The "OCR Value Source Definition" dialog.

Zone type

Specify whether the recognition is to be done via barcode or text.

Zone position

Define a zone in which certain characters are recognized as values of a defined property. The characters may include any letters, numbers or punctuation marks. For example, an invoice number shown on a page can be added as the Invoice number property value for the scanned document. This enables you to automate scanning and storing specified documents in M-Files with metadata that is always correct.

In most cases, to ensure that the defined zone is correctly positioned, the document to be scanned should be placed onto the scanner's glass plate by hand rather than fed via an automatic sheet feeder.

In some cases, the OCR may give an incorrect recognition result of the text: for example, depending on the font type or size, the number 1 may be interpreted as the letter I. To ensure that the characters are added correctly to the document metadata, you can check the property values with event handlers and VBScript. You can then use VBScript to check, for example, that all added characters are numbers. For more information, see Event Handlers.



An example of a zone definition.

Barcode recognition

M-Files recognizes most of the 1D barcodes in use and two types of 2D bar code: PDF417 and QR Code.

If there is only one barcode to recognize on the page, you can specify the whole page as a zone. If there are several barcodes, restrict the zone in a such a way that it contains the desired barcode only. With QR codes, you should specify a zone larger than the actual barcode.

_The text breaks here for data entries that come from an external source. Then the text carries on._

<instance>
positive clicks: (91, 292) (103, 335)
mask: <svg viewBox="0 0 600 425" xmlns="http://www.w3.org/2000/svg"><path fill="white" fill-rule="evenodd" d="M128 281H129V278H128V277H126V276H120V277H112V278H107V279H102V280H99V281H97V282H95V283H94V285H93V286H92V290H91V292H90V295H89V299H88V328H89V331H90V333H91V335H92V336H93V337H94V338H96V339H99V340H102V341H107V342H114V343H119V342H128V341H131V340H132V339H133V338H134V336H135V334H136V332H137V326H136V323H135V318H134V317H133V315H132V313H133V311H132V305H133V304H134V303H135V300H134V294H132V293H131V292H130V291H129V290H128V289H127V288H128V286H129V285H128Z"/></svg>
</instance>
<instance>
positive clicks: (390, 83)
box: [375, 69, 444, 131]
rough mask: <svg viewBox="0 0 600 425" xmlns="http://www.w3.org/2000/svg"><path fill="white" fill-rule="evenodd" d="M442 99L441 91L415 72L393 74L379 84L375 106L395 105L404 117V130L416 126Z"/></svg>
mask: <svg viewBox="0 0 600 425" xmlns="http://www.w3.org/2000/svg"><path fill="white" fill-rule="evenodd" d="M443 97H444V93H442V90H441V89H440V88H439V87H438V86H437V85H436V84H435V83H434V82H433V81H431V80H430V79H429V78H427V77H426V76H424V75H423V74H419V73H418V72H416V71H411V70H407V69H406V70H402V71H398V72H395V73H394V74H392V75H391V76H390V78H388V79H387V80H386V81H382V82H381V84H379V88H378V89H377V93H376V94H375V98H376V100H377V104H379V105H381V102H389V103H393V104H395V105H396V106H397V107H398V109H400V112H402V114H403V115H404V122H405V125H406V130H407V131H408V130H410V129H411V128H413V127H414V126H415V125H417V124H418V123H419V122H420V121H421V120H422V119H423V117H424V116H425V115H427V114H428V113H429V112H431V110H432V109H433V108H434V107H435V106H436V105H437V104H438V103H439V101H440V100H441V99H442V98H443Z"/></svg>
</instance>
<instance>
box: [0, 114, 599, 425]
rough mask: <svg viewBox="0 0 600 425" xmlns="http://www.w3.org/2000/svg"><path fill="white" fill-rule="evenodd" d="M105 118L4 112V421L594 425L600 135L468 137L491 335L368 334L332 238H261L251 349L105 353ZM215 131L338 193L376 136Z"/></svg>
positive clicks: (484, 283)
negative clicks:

If the specified zone has several barcodes, all of them are considered to be a property value.

If you are using an OCR supported license code that has been delivered before the version 9.0, please ask our customer service to provide you a new license code if you want to use barcode recognition.

Text recognition (OCR) guidance

Although the OCR automatically recognizes all Western languages and Cyrillic character sets, specifying a language selection often improves the quality of the text recognition results.

In ambiguous cases, a problematic recognition result may be resolved by a language-specific factor, such as recognition of the letter 'Ä' in Finnish. The list of secondary languages only includes languages that are allowed to be used together with the selected primary language.

The zone position determines the two corners (top left and bottom right) of the zone in relation to the origin of the coordinate system (the top left corner of the page). In the above example, the following values are used: left 144 mm, top 59 mm, right 170 mm, and bottom 68 mm.

Note: You can use the OCR value source without selecting the Use OCR to enable full-text search of scanned documents function in the Searchable PDF tab.